Can someone please hurry and reply? I think i may have water lice. What do I do? Also some of his fin is "missing". Do the lice do that?

Sorry for image sizes. I am rushing to get this out here.

Currently: Moving Bart to a different tank.


----------



## BartTheFish (Jun 15, 2010)

http://v5.tinypic.com/player.swf?file=2uqf4vr&s=5

Video link ^^^


----------



## Pataflafla (Jun 2, 2011)

I'd say with how the dots are moving, it might be. I've never experienced water lice, but I believe Jungle Anti-Parasite tabs will take care of them.

You'll want to treat the main tank as well as your betta, so easiest would be to keep him in his main tank for treatment.

You could also try aquarium salt, but I don't know if it would work for water lice. You could try at 1 tsp/gal and slowly move up to 3 tsp/gal if need be within 10 days.


----------



## BartTheFish (Jun 15, 2010)

Thanks for the advice!

A actually just finished moving him to another tank, but I shall do the aquarium salt. I will also go out to the pet store asap for the anti-parasite tabs as you reccomended! His main tank i have currently soaking in very strong bleach. I left all of the items, that were in the tank, in it. I will let it soak up the bleach for a couple of weeks.

Thanks again.

Here are some pictures of the tank I have him in until I think he other tank is completely clean


----------



## Pataflafla (Jun 2, 2011)

If you treat him with aquarium salt, be sure to do 100% changes every day. This will make sure water quality is at its best and keep any surviving lice from reproducing.


----------



## BartTheFish (Jun 15, 2010)

Ok, Thanks! 

I'm off to my local fish store, "Blue Planet".

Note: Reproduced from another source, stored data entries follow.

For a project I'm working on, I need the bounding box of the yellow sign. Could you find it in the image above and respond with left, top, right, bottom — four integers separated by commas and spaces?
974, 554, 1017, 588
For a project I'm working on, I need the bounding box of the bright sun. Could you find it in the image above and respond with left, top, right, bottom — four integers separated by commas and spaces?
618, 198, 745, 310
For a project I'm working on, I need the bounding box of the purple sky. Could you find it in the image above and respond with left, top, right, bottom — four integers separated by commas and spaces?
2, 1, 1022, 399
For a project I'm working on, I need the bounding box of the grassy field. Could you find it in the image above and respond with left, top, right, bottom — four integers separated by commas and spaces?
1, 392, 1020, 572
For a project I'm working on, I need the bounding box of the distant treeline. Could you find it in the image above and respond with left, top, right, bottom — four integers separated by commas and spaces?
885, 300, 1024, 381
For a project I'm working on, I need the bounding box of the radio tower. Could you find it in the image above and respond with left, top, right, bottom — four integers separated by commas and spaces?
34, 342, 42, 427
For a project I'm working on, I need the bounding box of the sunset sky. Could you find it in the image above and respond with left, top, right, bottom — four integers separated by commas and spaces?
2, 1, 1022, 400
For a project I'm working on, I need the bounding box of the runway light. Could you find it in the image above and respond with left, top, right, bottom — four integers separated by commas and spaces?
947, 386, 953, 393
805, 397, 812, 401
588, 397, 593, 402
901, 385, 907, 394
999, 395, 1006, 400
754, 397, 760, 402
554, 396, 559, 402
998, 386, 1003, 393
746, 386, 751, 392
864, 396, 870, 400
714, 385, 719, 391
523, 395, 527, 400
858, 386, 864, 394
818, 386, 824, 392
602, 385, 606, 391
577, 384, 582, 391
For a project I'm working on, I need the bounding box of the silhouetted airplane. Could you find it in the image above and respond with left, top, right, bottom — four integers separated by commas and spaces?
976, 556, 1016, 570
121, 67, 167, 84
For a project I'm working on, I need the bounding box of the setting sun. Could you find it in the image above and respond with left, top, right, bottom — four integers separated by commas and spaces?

I'll ask them if they can reccomend anything more.


----------



## BartTheFish (Jun 15, 2010)

Ok, I'm back. I put a piece of anti-parasite tab in his tank. But why is he just laying on the bottom with his head floating up?

His face is pointing up but he is resting on the bottom. :L









He has been like this for about an hour.


----------



## turtle10 (Dec 30, 2010)

That looks like a buoyancy issue now. Poor fish, hopefully someone will have some ideas as too why he is doing that now. He looks pretty sick, and cold. Do you have a heater you can use with him?


----------



## Pataflafla (Jun 2, 2011)

For now, clean water at about 78-80 should be a first try. Buoyancy issues usually arise from cold water with bettas since they are designed to function in the tropical range of temperatures.

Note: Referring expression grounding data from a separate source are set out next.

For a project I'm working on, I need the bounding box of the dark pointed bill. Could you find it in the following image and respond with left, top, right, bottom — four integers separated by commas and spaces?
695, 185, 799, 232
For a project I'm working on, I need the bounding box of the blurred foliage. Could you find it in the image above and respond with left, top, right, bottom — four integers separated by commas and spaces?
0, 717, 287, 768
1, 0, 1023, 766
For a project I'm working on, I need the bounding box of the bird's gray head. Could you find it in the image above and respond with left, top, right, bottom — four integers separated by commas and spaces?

Lower the water level for him for now to make getting a breath easier. Keep this dark and calm, and if you can, warm.

Since he's having buoyancy issues, skip aquarium salt treatment since that exacerbates the problem.


----------



## BartTheFish (Jun 15, 2010)

Unfortunatly the heater was in the tank with the lice. I will clean it very well today and put it in. Thanks again to everyone for helping!


----------